Kepala daerah dan unsur pimpinan DPRD Kabupaten Penajam Paser Utara, Kalimantan Timur, tidak akan mendapatkan tunjangan hari raya (THR) pada tahun ini lantaran pemerintah pusat mengalokasikan anggaran untuk penanganan coronavirus disease atau COVID-19.

Asisten III Bidang Administrasi Umum dan Keuangan Sekretariat Kabupaten Penajam Paser Utara, Surodal Santoso, saat ditemui di Penajam, Kamis, mengatakan, Menteri Keuangan mengumumkan pemberian THR 2020 tidak termasuk pejabat negara dan pejabat eselon II.

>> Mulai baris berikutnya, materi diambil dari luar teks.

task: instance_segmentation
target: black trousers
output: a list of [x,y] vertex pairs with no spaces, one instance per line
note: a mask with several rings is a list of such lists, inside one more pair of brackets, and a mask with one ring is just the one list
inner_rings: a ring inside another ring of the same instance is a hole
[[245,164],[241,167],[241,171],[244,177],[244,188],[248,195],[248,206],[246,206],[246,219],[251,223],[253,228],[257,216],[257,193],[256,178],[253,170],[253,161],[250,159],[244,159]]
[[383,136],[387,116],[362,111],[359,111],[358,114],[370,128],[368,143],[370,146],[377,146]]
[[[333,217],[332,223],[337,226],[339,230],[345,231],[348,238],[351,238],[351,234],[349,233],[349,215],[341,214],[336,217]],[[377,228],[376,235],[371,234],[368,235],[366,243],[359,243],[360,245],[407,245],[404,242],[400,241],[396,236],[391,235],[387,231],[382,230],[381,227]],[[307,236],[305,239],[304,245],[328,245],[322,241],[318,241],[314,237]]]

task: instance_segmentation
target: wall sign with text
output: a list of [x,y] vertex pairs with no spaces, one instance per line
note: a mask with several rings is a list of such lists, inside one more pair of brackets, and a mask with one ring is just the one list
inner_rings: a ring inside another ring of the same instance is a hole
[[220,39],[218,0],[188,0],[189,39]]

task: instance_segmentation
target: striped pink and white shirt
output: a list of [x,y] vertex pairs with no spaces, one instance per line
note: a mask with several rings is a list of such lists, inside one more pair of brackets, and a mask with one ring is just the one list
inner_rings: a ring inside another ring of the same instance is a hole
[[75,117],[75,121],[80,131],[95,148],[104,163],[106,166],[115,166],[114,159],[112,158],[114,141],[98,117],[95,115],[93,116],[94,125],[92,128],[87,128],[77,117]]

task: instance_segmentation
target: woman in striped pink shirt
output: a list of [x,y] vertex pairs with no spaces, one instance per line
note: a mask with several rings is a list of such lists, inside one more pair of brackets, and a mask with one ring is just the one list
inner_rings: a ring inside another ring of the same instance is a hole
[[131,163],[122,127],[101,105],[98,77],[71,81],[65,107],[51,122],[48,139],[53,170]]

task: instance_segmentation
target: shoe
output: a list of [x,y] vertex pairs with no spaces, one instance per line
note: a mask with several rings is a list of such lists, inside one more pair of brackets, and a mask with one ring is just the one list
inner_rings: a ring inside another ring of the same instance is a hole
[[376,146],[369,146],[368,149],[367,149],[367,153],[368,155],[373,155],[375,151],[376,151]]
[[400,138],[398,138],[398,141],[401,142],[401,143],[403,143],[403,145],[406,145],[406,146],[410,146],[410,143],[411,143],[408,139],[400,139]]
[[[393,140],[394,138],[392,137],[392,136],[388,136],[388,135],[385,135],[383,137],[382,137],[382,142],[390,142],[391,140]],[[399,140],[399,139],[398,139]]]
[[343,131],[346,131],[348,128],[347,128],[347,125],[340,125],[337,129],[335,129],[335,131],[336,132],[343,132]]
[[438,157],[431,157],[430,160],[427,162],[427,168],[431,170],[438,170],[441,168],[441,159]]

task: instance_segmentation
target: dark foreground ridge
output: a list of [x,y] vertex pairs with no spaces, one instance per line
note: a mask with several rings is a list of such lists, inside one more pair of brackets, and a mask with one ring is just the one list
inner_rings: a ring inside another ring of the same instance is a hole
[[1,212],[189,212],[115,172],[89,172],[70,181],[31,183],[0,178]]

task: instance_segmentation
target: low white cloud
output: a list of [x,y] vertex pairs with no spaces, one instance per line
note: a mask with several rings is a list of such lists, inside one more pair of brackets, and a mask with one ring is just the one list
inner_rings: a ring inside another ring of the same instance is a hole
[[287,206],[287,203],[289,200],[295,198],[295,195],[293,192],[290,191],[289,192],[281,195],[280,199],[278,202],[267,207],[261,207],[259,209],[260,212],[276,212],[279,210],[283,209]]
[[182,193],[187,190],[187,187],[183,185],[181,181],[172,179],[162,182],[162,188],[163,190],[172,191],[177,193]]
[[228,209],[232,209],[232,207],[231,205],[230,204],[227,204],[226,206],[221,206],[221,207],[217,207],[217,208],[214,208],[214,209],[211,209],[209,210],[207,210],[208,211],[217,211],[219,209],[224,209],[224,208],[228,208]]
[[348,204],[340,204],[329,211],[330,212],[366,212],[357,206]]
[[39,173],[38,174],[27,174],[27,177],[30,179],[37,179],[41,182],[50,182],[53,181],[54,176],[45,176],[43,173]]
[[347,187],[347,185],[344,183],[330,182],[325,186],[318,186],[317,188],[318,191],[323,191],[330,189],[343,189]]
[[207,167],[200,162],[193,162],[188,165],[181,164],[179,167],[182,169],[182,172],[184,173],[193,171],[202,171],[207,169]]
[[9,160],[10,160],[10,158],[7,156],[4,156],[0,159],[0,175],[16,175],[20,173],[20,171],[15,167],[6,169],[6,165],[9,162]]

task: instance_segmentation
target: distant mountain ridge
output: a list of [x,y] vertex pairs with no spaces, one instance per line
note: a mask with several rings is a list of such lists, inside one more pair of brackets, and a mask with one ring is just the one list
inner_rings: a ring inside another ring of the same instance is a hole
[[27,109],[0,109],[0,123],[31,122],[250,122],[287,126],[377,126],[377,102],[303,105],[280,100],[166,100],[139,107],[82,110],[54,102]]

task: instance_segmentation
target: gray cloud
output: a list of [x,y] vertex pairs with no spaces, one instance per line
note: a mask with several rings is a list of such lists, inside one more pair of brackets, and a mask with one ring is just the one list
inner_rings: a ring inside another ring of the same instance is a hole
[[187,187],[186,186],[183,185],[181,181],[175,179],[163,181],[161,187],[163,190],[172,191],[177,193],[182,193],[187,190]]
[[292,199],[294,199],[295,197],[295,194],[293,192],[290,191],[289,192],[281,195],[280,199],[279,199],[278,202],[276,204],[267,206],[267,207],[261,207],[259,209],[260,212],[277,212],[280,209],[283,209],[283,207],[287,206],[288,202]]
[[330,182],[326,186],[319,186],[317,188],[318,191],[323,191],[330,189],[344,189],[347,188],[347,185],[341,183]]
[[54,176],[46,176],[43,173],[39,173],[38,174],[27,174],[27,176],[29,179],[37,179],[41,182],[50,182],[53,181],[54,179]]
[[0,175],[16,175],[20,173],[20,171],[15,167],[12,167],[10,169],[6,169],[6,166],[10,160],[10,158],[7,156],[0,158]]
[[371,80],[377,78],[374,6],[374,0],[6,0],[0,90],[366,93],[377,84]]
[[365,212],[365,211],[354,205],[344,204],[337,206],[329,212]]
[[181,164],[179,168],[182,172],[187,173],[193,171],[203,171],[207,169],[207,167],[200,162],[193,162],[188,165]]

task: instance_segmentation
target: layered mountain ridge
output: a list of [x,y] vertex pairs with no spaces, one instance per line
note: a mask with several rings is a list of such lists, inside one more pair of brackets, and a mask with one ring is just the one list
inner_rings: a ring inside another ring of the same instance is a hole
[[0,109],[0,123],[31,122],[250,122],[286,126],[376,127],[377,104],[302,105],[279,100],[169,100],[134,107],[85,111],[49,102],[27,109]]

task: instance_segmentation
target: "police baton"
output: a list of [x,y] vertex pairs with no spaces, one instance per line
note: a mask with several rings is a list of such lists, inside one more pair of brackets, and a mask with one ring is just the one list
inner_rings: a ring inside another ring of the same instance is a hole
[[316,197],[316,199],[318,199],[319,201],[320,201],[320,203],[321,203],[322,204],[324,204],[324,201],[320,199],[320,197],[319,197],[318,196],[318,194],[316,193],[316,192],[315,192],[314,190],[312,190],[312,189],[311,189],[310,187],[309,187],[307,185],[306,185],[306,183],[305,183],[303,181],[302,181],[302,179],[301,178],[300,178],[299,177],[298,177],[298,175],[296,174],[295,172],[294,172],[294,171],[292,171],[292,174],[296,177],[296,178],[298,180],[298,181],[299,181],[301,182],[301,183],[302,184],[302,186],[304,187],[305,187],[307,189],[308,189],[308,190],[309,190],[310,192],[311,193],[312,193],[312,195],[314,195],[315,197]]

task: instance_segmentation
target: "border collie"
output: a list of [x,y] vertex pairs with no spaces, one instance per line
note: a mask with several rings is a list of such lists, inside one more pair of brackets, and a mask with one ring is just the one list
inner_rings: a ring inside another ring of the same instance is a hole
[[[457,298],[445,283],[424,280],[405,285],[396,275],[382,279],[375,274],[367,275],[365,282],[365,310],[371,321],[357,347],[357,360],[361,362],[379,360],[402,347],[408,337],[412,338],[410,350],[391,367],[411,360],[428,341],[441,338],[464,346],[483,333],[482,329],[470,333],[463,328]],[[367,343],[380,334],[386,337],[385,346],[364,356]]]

"Kategori pejabat negara itu termasuk bupati dan wakil bupati (kepala daerah), tidak akan mendapatkan THR," ujarnya.

Pejabat eselon II mulai dari sekretaris daerah, asisten, staf ahli hingga kepala dinas lanjut Surodal Santoso, juga tidak mendapatkan THR pada tahun ini.

Jumlah pejabat eselon II di lingkungan Pemerintah Kabupaten Penajam Paser Utara saat ini sebanyak 27 orang.

"Informasi terbaru pejabat eselon I dan II serta pejabat negara termasuk kepala daerah tidak akan mendapatkan THR," jelas Surodal Santoso

"Kondisi krisis menjadi kebijakan pemerintah pusat dan tentunya siap menerima konsekuensi itu. Untuk THR eselon III ke bawah tetap dibayarkan," ucapnya.

Kebijakan penghapusan THR sebagai dampak penanganan COVID-19 secara nasional tersebut, menurut Surodal Santoso, juga berlaku bagi unsur pimpinan Dewan Perwakilan Rakyat Daerah atau DPRD.

Namun kepastiannya, Surodal Santoso menimpali lagi, masih menunggu surat edaran dan petunjuk resmi dari pemerintah pusat.